On 8 August 1958, I received a letter from your daughter:
Sir,
I have always known you would use every effort to find me. At the moment your son died, I knew it would be no use begging you or your wife for a gesture of mercy or pity. News of your wife’s suicide reached me a few days later and convinced me you would spend the rest of your life hunting me down.
What was to begin with only an intuition and an apprehension was confirmed over the following months; I was aware you knew almost nothing about me, but I was sure you would use every available means to exploit to the full the meagre details you possessed; on the day when in a street in Cholet a researcher offered me a sample of the perfume I’d used that year in England, I guessed instinctively that it was a trap; a few months later a small ad asking for a young woman with good English to accompany a team of archaeologists told me you knew more about me than I thought. From then on my life became a long nightmare. I felt I was being watched by everybody, everywhere, always, I began to suspect everybody, waiters who spoke to me, check-out girls who gave me change, customers at the butcher’s who shouted at me for not waiting my turn; I was being followed, tracked down, observed by taxi drivers, policemen, pseudo-drunks slumped on park benches, chestnut sellers, lottery-ticket sellers, newsboys. One night, at the end of my tether, in the waiting room at Brive station, I began to hit a man who was staring at me. I was arrested, taken to the police station, and but for a quasi-miracle I would have been sectioned in a psychiatric ward: a young couple who had witnessed the scene offered to take charge of me: they lived in the Cévennes, in a deserted village whose ruined houses they were rebuilding. I lived there for nearly two years. We were alone, three humans, a score of goats and chickens. We had no newspapers and no radio.

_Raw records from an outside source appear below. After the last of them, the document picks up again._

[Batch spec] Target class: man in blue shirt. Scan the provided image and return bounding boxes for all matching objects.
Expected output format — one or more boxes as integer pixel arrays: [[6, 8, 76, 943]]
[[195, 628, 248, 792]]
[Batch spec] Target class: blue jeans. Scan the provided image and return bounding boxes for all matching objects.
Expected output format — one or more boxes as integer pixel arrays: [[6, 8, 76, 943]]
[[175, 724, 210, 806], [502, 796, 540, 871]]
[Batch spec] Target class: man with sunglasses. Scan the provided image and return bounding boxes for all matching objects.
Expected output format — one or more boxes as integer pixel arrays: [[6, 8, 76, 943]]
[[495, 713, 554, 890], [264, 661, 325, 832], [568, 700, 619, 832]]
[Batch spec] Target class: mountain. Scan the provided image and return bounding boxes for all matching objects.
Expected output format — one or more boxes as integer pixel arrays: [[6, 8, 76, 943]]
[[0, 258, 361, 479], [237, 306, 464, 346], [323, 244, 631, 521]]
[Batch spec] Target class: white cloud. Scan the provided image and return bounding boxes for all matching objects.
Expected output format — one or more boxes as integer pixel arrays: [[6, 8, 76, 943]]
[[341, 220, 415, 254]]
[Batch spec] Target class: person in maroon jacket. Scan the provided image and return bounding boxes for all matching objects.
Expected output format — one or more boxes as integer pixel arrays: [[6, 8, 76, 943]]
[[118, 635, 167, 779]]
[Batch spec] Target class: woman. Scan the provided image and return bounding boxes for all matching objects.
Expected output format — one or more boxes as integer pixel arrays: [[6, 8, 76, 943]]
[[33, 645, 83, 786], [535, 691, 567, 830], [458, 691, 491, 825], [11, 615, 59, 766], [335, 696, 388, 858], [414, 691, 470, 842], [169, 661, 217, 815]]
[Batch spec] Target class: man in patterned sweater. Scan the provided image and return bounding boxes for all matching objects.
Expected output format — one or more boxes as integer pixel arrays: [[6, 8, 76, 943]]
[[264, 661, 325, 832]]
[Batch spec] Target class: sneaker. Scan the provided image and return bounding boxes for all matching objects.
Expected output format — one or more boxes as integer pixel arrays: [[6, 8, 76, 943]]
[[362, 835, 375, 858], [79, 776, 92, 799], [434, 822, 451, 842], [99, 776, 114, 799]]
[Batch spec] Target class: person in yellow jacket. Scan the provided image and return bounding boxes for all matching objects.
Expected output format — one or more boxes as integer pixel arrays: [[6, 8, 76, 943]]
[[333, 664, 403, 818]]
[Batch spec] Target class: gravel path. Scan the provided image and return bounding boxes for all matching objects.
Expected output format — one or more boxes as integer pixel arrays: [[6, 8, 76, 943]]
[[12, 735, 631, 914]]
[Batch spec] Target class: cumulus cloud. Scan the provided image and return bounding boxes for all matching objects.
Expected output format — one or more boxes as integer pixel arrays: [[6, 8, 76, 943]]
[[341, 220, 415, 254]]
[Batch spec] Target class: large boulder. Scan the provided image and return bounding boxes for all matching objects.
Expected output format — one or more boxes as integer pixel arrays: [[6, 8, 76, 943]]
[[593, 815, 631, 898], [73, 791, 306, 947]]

With time my fears evaporated. I convinced myself you had given up, or died. In June 1957 I returned to live among men. Shortly after, I met François. When he asked me to marry him, I told him my whole story and he had little difficulty persuading me that my sense of guilt had made me imagine that incessant surveillance.
I regained my confidence bit by bit, sufficiently to risk asking the town hall for a copy of my birth certificate, since I needed it to get married. It was, I guess, one of the mistakes which you, in your lair, had been waiting for me to make.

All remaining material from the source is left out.